Please sir, can I have some more?
I suppose you want your FISA update, don’t you?
Well, Tuesday saw the House vote out a 15-day extension of the PAA before they go the hell out of Dodge. That leaves this again up to the Senate, specifically the Senate Republicans, who now have to do a small twist (rather than a full pivot) if they want to accept for a fortnight what they just yesterday swore they would not.
I expect that Senate Republicans, with a gleeful push from some of our less bright Democrats, will agree to the extension. And though this will probably permit a period during which the Senate will consider amendments to the miserable SSCI FISA bill, the chance of any of the truly good amendments passing are slim.

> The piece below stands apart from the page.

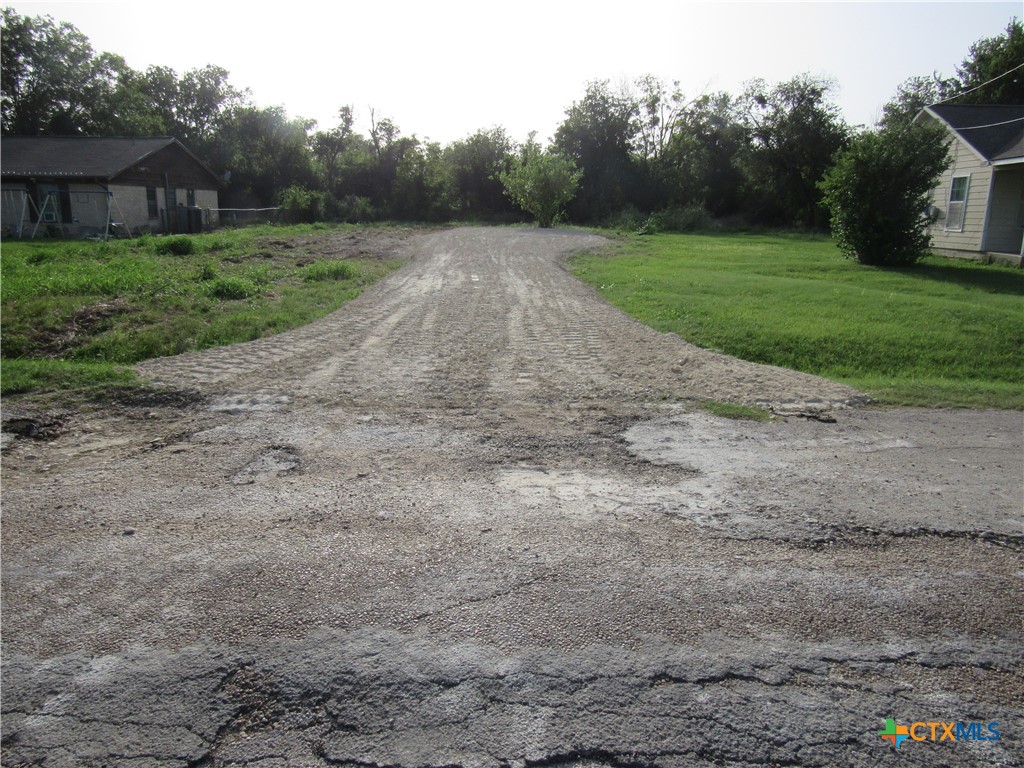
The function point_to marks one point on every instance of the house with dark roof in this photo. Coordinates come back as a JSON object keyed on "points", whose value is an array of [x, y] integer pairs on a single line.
{"points": [[979, 201], [75, 185]]}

If, by some miracle, any one of a number of these amendments is accepted, it might render the bill unsignable in the eyes of President Bush. Which, again, would be pretty much a victory from my standpoint—assuming Democrats are willing to say “shut up” to what will almost certainly be a pathetic whining from the White House and its spook-happy allies about how vulnerable this Democratic need for oversight and accountability would make us.

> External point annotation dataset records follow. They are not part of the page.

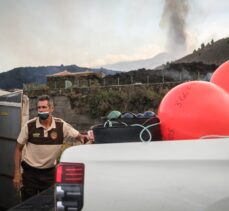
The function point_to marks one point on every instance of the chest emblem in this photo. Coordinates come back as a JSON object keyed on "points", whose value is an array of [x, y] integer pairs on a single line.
{"points": [[53, 135], [36, 135]]}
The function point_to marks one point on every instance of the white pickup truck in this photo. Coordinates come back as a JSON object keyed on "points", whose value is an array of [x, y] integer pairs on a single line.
{"points": [[186, 175]]}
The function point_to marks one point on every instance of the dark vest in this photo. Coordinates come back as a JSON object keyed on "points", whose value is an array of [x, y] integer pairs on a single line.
{"points": [[36, 135]]}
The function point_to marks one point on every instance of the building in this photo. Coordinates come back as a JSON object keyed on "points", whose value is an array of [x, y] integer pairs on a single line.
{"points": [[66, 79]]}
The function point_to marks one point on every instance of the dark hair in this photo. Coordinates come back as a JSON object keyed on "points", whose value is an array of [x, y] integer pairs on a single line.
{"points": [[45, 97]]}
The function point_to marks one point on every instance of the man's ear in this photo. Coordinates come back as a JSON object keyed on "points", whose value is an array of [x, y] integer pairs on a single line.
{"points": [[51, 109]]}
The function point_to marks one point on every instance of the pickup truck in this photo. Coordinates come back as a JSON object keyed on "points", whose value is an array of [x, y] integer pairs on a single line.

Of course, it wouldn’t make us the least bit vulnerable, as Democratic Representative from New Jersey Rush Holt explains (as transcribed by Glenn Greenwald):
(Greenwald also has video of Holt)
Holt even opposed the 15-day extension of the PAA, favoring its expiration if the Senate won’t take up the House version of the act (which, again, is far superior to the SSCI version). And Holt is right to do so—the PAA is a black mark on our nation’s history, not to mention a low point in the history of the supposedly Democratic controlled 110th Congress. As Greenwald reminds us:
I also believe (as I previously explained) that the PAA has basically made each and every one of our e-mails fair game for warrantless surveillance—no matter where they go or who their from. In fact, the FISA regime, or lack thereof, under the PAA has likely cast so big a net that it has (as has been previously reported it would) overwhelmed our analysts with too much noise to provide anything resembling actionable intelligence on terrorism. It does, however, give this administration all the tools necessary to repress dissent, undermine a free press, and do opposition research on political opponents.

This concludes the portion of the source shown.